A Salesforce user is an authenticated identity in an org — a person (almost always) or a service account that signs in, owns records, and is granted access through its profile and permission sets. Each user is a row in the standard User object, with required fields like Username (which must be globally unique across all Salesforce orgs in the format of an email address) and Email.
Why “user” is the right place to start any security question
When an interviewer leads with “what is a user?”, they’re often testing whether you understand the full chain of access:
User → consumes → License
User → assigned → Profile + Permission Sets → grants → Object/Field/Apex access
User → has → Role → drives → Record visibility via the role hierarchy
User → owns → Records → which → sharing rules + manual shares can extend
If you can talk fluently about that chain, every downstream question about profiles, roles, sharing rules, and OWD becomes easier.

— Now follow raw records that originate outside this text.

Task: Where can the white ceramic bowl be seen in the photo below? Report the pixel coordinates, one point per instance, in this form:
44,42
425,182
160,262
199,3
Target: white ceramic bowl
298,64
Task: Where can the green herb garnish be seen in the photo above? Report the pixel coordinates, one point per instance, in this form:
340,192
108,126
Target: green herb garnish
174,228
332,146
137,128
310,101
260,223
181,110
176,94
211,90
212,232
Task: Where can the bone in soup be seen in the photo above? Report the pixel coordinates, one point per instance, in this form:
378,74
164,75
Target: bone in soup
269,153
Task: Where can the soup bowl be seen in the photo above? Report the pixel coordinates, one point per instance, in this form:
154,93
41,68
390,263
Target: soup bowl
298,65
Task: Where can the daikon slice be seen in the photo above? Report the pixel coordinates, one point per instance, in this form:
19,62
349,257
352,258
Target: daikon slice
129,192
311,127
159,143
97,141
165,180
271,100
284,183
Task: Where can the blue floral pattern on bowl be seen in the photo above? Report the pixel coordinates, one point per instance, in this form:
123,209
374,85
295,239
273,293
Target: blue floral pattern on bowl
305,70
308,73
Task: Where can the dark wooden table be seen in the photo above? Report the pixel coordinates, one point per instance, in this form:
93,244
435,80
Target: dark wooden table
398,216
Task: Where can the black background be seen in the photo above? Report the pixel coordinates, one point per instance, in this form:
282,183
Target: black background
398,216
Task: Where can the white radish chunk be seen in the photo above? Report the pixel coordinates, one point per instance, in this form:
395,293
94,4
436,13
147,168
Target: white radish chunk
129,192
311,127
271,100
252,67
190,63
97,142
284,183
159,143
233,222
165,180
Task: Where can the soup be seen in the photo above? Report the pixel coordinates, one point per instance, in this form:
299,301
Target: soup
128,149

The pieces of a User record
| Field | What it controls |
|---|---|
| License | What features the user can even see. Salesforce, Salesforce Platform, Customer Community, etc. License determines which profiles are available. |
| Profile | A required, default bundle of permissions: object CRUD, field-level security, system permissions, login hours, IP ranges. Each user has exactly one. |
| Permission Sets (and Permission Set Groups) | Additive bundles layered on top of the profile. The modern best practice is “minimal profile + permission sets for everything else.” |
| Role | Optional. Drives the role hierarchy, which determines what records the user can see based on ownership. |
| Manager | Used by features like Approval Processes and Chatter. |
| Active | A boolean. Inactive users still consume their license seat until the org’s user limit is rebalanced — they just can’t log in. |
| IsPortalUser / UserType | Indicates whether this is an internal user or a community/portal user. |
Active vs frozen vs deactivated — these are not the same
This trips up junior candidates and even some experienced admins:
- Frozen —
Setup → Users → Freeze. Blocks login immediately, but the user still owns records and still consumes a license. Use this when an employee has resigned and you need to lock them out now, before you’ve reassigned their records. - Deactivated (
IsActive = false) — Same login block, plus the user is invisible in most lookups, but the row stays. License is freed. - Deleted — You can’t actually delete users in Salesforce. Once a user exists, they exist forever; deactivation is the closest equivalent.
This matters because a common scenario question is: “An employee just left. What do you do with their Salesforce account?” The expected answer is “freeze them first, then reassign their open records, then deactivate.”
License types — the part candidates often skip
The license type isn’t a curiosity — it caps everything else. A Customer Community license user can only see specific objects out of the box, regardless of what profile you assign. Knowing the major ones helps:
- Salesforce — full internal user, full feature access (the most expensive seat)
- Salesforce Platform — internal user, but no access to standard objects like Lead, Opportunity, Case — used for custom-only orgs
- Customer Community / Experience Cloud — external portal users (customers)
- Partner Community — external partner reps, with channel-specific features
Common interview follow-ups
- Profile vs permission set — a profile is required and every user has exactly one; permission sets are optional additive bundles. Modern best practice is minimal profile + permission sets for everything else.
- Can a user have multiple profiles? — No. One profile per user, ever. Permission sets are how you stack additional access.
- What happens to records when you deactivate a user? — Records stay where they are. Ownership doesn’t auto-transfer. This is why best practice is to reassign first, deactivate second.
- How do you handle a temporary access change for one user? — Permission set, not profile change. Profile changes affect everyone with that profile.
Verified against: Salesforce Help — User Fields, Trailhead module Manage Your Salesforce Users. Last reviewed 2026-05-17.